Oleanolic acid (OA) is a pentacyclic triterpenoid, which inhibits tumor cell proliferation. In this study, OA was selected as the lead compound, and computer-aided drug design was used to develop novel derivatives. Structural modifications were made at the C-1, C-2, C-3, and C-28 positions based on the previously established structure-activity relationship. This led to the synthesis of two classes of OA derivatives with high predicted binding affinity to the c-Kit receptor (2-anilino) ethyl 1-ene-3-oxooleanolic acid esters (I₁-I₁₄) and 1-ene-3-(E)-oxime-oleanolic acid esters (II₁-II₁₁). MTT assays revealed that these compounds exhibited significant inhibitory activity against HepG-2 and MCF-7 cell lines, with compounds I₉ and II₉ showing IC₅₀ values comparable to those of the reference drugs gefitinib and sorafenib.

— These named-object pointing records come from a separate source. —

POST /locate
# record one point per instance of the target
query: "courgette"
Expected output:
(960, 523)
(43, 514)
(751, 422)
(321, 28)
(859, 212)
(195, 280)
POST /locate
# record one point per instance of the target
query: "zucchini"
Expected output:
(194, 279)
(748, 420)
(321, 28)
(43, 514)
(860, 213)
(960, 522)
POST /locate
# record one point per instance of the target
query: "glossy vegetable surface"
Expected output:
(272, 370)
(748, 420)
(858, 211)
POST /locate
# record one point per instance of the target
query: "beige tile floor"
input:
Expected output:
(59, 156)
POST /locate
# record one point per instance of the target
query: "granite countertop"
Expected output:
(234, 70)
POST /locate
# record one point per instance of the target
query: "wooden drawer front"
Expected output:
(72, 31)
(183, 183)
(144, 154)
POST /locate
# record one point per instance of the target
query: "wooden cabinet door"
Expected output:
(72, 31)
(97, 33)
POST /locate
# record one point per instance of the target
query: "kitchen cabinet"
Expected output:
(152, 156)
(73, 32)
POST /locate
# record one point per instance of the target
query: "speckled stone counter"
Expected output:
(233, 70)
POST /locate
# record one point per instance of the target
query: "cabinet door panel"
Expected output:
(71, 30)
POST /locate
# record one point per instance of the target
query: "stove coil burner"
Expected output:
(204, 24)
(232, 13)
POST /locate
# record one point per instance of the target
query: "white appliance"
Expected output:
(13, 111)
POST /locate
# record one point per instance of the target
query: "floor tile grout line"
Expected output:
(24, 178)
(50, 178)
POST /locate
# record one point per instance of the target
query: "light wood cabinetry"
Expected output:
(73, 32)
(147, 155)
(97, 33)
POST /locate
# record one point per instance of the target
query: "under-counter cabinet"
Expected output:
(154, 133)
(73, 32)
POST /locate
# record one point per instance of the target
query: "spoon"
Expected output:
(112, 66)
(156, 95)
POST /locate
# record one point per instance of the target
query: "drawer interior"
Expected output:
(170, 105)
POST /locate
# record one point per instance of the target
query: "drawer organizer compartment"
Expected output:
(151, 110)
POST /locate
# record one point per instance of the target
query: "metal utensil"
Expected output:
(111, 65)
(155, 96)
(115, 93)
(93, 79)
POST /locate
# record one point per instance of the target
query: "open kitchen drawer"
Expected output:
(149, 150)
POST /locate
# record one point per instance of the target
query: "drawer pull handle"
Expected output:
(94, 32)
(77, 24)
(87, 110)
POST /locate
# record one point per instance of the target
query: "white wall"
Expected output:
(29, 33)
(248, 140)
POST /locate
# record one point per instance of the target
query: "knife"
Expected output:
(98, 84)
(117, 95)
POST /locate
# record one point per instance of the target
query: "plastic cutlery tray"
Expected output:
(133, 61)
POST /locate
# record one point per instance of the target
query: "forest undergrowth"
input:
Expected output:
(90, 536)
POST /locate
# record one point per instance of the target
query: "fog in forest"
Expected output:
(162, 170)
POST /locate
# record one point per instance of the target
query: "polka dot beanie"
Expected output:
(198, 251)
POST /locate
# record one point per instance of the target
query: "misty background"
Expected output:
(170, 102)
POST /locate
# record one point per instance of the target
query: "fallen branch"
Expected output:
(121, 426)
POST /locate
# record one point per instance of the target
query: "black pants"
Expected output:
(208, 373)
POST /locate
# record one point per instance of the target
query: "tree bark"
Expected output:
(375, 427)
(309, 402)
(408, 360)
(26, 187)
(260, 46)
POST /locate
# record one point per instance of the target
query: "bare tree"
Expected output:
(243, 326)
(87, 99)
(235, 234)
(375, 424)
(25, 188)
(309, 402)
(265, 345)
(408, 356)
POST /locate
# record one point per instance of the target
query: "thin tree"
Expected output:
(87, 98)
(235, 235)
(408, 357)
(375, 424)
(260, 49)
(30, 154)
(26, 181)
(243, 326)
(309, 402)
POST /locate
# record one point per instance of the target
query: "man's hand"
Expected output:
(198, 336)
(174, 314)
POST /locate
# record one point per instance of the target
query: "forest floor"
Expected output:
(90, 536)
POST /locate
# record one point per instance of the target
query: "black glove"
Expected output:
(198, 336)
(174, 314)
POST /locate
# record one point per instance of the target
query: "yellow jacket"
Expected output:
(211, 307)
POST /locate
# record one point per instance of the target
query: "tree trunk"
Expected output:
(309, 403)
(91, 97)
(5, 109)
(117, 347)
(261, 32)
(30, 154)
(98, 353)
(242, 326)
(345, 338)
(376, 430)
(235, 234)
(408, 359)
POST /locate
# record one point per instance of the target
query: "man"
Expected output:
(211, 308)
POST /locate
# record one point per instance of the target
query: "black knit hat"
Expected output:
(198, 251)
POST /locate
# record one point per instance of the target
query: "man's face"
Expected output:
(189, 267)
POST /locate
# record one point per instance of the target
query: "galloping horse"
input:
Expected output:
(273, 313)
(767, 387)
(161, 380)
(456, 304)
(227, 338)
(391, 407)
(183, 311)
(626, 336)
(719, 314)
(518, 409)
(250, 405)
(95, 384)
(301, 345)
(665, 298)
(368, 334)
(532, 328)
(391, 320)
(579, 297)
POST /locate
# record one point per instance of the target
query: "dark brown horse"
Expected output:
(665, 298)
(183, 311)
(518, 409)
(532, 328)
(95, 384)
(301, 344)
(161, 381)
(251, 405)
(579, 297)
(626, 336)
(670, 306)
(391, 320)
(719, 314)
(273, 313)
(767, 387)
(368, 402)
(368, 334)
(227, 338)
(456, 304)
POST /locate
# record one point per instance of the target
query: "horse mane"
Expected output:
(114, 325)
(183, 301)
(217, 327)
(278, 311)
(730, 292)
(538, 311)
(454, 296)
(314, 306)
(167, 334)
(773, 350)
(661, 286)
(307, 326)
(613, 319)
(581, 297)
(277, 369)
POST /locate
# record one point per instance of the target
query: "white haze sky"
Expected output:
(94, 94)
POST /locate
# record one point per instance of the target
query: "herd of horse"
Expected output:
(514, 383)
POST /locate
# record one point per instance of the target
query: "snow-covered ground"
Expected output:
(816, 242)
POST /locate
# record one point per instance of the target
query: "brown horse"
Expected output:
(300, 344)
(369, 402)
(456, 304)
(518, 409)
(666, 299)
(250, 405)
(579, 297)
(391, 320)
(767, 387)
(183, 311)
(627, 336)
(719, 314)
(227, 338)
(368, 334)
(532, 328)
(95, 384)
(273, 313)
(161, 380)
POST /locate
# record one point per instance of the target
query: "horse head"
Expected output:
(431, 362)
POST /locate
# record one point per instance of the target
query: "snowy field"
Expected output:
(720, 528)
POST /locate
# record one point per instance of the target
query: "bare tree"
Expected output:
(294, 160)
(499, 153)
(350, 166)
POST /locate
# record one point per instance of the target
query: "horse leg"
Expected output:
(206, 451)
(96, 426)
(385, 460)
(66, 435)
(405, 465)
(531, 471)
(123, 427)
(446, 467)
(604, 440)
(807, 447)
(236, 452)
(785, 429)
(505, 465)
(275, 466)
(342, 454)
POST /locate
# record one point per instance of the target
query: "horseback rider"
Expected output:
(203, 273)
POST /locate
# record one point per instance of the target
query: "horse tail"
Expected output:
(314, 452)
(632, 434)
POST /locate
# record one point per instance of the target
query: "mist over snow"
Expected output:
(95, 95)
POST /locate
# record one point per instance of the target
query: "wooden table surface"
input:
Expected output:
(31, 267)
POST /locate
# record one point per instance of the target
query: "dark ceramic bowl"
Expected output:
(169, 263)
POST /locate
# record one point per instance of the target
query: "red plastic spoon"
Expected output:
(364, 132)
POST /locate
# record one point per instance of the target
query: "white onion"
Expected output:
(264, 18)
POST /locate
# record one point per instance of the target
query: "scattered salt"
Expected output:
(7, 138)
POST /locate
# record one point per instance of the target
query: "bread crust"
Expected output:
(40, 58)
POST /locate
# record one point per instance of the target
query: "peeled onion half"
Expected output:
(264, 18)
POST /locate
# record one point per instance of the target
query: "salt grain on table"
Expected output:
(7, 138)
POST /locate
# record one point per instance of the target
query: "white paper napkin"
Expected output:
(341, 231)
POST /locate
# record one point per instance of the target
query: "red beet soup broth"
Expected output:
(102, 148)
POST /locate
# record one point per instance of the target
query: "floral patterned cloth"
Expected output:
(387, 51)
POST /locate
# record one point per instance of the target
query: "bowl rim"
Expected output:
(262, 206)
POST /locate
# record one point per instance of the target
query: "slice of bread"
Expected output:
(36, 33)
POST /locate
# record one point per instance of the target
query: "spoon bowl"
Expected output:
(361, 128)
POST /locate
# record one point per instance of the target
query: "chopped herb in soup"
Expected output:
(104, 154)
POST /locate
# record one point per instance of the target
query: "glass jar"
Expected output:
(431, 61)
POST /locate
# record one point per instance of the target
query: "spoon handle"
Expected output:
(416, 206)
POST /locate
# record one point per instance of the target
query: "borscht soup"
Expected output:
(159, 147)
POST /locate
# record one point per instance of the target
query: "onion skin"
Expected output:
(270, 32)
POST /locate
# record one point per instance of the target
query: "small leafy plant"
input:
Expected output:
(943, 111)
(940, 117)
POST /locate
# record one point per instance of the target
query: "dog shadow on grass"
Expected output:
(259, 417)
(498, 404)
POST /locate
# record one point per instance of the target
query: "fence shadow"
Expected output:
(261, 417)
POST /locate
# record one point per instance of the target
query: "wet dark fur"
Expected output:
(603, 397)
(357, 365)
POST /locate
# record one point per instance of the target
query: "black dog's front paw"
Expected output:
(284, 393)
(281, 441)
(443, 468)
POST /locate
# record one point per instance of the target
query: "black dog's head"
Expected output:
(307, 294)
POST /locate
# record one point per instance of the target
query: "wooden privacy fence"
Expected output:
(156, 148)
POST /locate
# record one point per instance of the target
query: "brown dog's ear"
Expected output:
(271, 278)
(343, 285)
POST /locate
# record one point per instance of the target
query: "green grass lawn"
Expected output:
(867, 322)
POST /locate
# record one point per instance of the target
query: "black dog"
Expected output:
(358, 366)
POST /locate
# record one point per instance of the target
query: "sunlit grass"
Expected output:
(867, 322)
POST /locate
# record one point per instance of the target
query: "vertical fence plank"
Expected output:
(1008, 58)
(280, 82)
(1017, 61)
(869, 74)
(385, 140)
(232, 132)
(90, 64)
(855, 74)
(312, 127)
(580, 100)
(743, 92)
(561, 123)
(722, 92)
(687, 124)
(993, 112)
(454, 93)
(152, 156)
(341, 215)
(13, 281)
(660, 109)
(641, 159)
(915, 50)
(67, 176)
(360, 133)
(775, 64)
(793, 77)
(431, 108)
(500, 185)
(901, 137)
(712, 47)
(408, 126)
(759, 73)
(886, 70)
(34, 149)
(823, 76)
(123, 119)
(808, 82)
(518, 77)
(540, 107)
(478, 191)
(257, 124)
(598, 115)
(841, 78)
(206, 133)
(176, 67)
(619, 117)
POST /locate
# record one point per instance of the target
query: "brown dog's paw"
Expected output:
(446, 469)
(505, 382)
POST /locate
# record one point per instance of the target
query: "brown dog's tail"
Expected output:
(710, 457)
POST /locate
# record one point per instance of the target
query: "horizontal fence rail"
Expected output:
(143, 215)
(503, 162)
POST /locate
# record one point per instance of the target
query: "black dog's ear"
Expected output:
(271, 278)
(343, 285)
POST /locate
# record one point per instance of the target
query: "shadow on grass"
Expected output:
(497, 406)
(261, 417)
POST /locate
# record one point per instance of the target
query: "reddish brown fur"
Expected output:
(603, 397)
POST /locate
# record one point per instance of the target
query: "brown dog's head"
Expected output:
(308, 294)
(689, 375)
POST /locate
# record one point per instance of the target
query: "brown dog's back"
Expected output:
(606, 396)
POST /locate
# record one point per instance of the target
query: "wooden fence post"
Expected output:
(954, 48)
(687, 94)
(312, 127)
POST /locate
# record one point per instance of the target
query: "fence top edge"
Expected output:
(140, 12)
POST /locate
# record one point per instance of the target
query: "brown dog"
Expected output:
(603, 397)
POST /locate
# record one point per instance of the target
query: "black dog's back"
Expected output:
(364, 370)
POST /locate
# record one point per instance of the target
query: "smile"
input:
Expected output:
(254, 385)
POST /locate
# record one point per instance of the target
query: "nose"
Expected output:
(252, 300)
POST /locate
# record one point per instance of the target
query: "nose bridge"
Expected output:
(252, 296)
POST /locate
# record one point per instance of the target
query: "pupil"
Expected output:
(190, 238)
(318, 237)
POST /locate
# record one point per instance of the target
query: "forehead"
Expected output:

Additionally, Western blot analysis revealed that treatment with compound I₉ led to a concentration-dependent downregulation of c-Kit expression, indicating that its antitumor activity may be mediated, at least in part, through inhibition of c-Kit signaling.

Antitumor activity; Oleanolic acid; Oleanolic acid derivatives; Structural modification; c-Kit.